Single by Marvin Gaye

from the album The Marvin Gaye Collection
- Released: 1990
- Recorded: 1970–1972 1990 (single version overdubs)
- Genre: Soul
- Length: 4:05
- Label: Tamla
- Songwriter: Marvin Gaye
- Producer: Marvin Gaye

Marvin Gaye singles chronology
| "The World Is Rated X" (1986) | "My Last Chance" (1990) | "Lucky, Lucky Me" (1994) |

= My Last Chance =

1990 song by Marvin Gaye

"My Last Chance" is a song by American recording artist Marvin Gaye. Gaye originally recorded the song as an instrumental in 1970, during the Detroit sessions of What's Going On. In 1972, while recording the album Let's Get It On in Los Angeles, he added vocals. A short time after, the song was revised, with his wife, Anna Gordy Gaye, and his collaborator, Elgie Stover, as "I Love You Secretly" for The Miracles' 1973 album, Renaissance.
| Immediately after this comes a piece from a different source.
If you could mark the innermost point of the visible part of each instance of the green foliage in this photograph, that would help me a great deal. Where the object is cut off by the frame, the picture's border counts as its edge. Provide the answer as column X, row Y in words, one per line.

The original unrevised version first appeared as "I Love You Secretly (a.k.a. My Last Chance)" on the box set The Marvin Gaye Collection, September 1990. A single version, titled "My Last Chance", with a then-modern R&B-styled quiet storm production, was issued the same year on 7-inch vinyl and cassette, which gave Gaye his first charted Billboard single as a posthumous artist in five years, peaking at number 16 on the Hot R&B Singles & Tracks chart.

In 2001, the original unrevised version, issued on The Marvin Gaye Collection, was included in the compilation The Best of Marvin Gaye - Volume 2: The 1970s as part of the 20th Century Masters series.

On February 8, 2019, a new mix by Salaam Remi was released online as a promotion for an upcoming posthumous album. On March 29 of the same year, the "Remi Mix" was released on Gaye's fourth posthumous album, You're the Man.

==Personnel==
Original:
- All vocals by Marvin Gaye.
- Instrumentation by The Funk Brothers.
- Produced by Marvin Gaye.

Single version:
- Vocals by Marvin Gaye.
- Vocal overdubs by The Waters.
- Instrumental and vocal overdubs produced by Steve Lindsey and Zack Vaz.